Can I sue a supplier for late deliveries and lost sales under our B2B contract?

In Sweden
Last Updated: Jan 9, 2026
I run a small retail business in Sweden and our supplier has repeatedly delivered weeks late despite written delivery dates. We’ve lost confirmed customer orders and had to refund payments. What evidence do I need and what compensation can I realistically claim?

Lawyer Answers

Ascendance International Consulting (A-I-C)

Ascendance International Consulting (A-I-C)

Jan 10, 2026
In Sweden a supplier who repeatedly misses the agreed-upon delivery dates is in breach of the sales contract, and you may recover the losses that the delay caused you as long as you can prove them.
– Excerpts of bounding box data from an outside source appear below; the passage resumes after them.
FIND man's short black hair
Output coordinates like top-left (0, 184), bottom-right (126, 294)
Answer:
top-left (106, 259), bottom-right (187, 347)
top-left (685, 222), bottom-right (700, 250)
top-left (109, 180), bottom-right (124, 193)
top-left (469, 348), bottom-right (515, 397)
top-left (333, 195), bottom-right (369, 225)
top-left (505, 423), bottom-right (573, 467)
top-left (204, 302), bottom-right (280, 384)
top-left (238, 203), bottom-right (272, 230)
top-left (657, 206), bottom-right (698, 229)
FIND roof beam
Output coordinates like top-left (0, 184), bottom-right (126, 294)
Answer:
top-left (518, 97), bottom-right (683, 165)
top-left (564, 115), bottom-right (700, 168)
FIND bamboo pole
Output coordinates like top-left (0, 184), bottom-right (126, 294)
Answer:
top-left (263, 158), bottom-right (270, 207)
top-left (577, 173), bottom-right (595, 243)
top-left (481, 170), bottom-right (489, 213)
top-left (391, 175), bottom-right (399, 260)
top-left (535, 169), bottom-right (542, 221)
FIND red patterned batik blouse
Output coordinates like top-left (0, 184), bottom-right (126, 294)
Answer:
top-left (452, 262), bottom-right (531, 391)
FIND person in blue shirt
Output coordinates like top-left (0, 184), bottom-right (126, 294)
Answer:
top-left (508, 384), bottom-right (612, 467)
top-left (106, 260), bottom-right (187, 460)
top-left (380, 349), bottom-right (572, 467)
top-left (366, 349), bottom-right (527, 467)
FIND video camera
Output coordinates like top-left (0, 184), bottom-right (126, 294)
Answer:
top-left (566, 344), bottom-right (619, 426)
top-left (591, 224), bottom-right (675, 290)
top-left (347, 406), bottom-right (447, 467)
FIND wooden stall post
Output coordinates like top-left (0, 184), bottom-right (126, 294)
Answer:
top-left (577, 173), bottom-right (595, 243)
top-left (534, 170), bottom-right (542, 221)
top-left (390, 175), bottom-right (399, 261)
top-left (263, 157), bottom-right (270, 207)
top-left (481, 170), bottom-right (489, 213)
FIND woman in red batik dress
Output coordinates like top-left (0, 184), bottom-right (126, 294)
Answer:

The core pieces of evidence you'll need are (1) the written contract or purchase order that sets the delivery deadline, (2) any amendment or email confirming those dates, (3) a chronological log of the actual delivery dates (shipping notes, receipts, warehouse entries), (4) the invoices and payment confirmations for the goods you never received on time, (5) the customer orders that you had to cancel or refund (including the customers' written complaints or cancellation confirmations), and (6) the accounting records that show the amount you refunded plus any extra costs you incurred (e.g., expedited shipping from another supplier, overtime wages, or storage fees). With that documentation you can claim (a) direct damages – the amount you paid the supplier for the undelivered or late goods, (b) consequential damages – the refunds you issued to your own customers and any proven loss of profit on those sales, and (c) interest on the unpaid amount calculated under the Swedish Interest Act (räntelagen) from the day the payment was due until it is paid. Swedish law does not normally award punitive damages, so the realistic recovery is limited to the actual economic loss you can demonstrate. Because commercial contracts are subject to a ten-year limitation period (the general limitation for contractual claims), you should send a formal demand letter to the supplier now, setting a reasonable deadline (e.g., 14 days) for payment of the claimed amount plus interest; if the supplier does not respond, you can file a claim in the ordinary district court (tingsrätt) or, for smaller sums (up to SEK 75,000), in the conciliation board (förlikningsnämnden). Keeping all the above evidence organized will make it much easier to prove the breach and obtain the compensation you are entitled to.